Nem tudo é desgraça e tristeza, porém. Mvelo encontra em Nonceba, uma jovem advogada, uma figura de referência, alguém que é capaz de se impor, que não se submete a homem algum. Além disso, Nonceba parece protegida pelos espíritos ancestrais. As pessoas que a temem pensam que Nonceba é feiticeira. O poder dessa mulher, de fato, por vezes parece sobrenatural. Contudo, o que mais é perceptível na personalidade de Nonceba é seu pulso firme, além de sua competência e da total confiança em si mesma.
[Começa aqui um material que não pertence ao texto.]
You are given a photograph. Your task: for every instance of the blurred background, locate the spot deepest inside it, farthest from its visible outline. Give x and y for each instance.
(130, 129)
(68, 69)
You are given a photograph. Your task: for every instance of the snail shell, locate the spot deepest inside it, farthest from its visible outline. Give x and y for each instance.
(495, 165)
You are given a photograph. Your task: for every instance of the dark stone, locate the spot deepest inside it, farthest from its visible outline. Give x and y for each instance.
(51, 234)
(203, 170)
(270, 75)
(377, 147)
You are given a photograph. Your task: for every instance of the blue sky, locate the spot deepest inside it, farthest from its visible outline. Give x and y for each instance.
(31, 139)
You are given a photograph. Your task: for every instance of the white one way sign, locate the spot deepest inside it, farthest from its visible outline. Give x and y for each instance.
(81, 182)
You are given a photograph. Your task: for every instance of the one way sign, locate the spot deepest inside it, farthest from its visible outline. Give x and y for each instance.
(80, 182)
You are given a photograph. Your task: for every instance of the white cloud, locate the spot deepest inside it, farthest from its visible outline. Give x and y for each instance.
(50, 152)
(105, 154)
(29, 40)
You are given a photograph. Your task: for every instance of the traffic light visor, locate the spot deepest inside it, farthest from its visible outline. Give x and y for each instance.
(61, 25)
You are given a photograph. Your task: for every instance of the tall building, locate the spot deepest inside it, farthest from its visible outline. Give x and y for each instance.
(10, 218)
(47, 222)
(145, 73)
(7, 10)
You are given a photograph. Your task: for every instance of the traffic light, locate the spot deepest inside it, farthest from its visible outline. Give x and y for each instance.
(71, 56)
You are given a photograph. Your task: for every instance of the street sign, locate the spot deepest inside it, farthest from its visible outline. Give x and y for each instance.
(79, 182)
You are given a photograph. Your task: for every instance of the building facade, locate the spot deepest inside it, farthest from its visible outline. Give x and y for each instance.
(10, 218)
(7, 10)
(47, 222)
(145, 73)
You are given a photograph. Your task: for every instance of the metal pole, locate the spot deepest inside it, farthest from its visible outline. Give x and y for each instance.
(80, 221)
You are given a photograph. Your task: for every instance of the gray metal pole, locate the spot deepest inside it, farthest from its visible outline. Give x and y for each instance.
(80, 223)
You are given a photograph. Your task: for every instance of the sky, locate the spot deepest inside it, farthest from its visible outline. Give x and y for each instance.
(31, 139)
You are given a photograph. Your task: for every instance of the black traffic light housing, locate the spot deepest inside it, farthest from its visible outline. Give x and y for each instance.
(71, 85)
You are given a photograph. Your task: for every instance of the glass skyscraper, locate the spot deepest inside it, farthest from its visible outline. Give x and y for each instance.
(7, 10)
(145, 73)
Através de uma escrita direta e concisa, Nshingila guia o leitor, convidando-o a testemunhar diversas vidas e histórias, com momentos cruciais de morte e vida, ressaltando a força da ancestralidade que vai de encontro com os valores ocidentais e brancos. Assim, com um romance repleto de dor e perda, a autora vai traçando um texto de denúncia, expondo as mazelas a que estão submetidas tantas mulheres africanas.

Samuel Medina

Disponível para empréstimo na rede de bibliotecas da Fundação Municipal de Cultura - FMC: Ntshingila, Futhi. Sem gentileza. Porto Alegre: Dublinense, 2016.  Para verificar a disponibilidade do livro.

Perfil: Paulina Chiziane

Paulina Chiziane nasceu em 1944, em Manjacaze, província de Gaza, sul de Moçambique.  Foi a primeira mulher moçambicana a publicar um romance. Dessa forma, a escritora desafiou e desafia críticas e resistências sociais e culturais no seu país e no continente africano. Paulina representa uma mulher moçambicana que fala sobre as mulheres do seu país e do mundo. Posicionamento que modifica o cenário social que normalmente é protagonizado por homens. Escreveu alguns contos e estreou no romance com a obra “Balada de amor ao vento” (1990), editora Caminho. Publicou também por esta editora “Ventos do Apocalipse” (1995); “O sétimo juramento” (1999); “O alegre canto da perdiz”; e “Niketche: uma história de poligamia” (2004), Companhia das Letras; “Por quem vibram os tambores do além?” (2013), ed. Índico; “Na mão de Deus”, ed. Carmo; e “Ngoma Yethu: o curandeiro e o Novo Testamento” (2015); “O Canto dos Escravizados” (2018) e “As andorinhas” (2008) pela editora Nandyala. 

Rosália Diogo

Disponíveis para empréstimo na rede de bibliotecas da Fundação Municipal de Cultura - FMC: O alegre canto do perdiz, Sociedade Editorial Ndjira; e Balada de amor ao vento, ed. Caminho.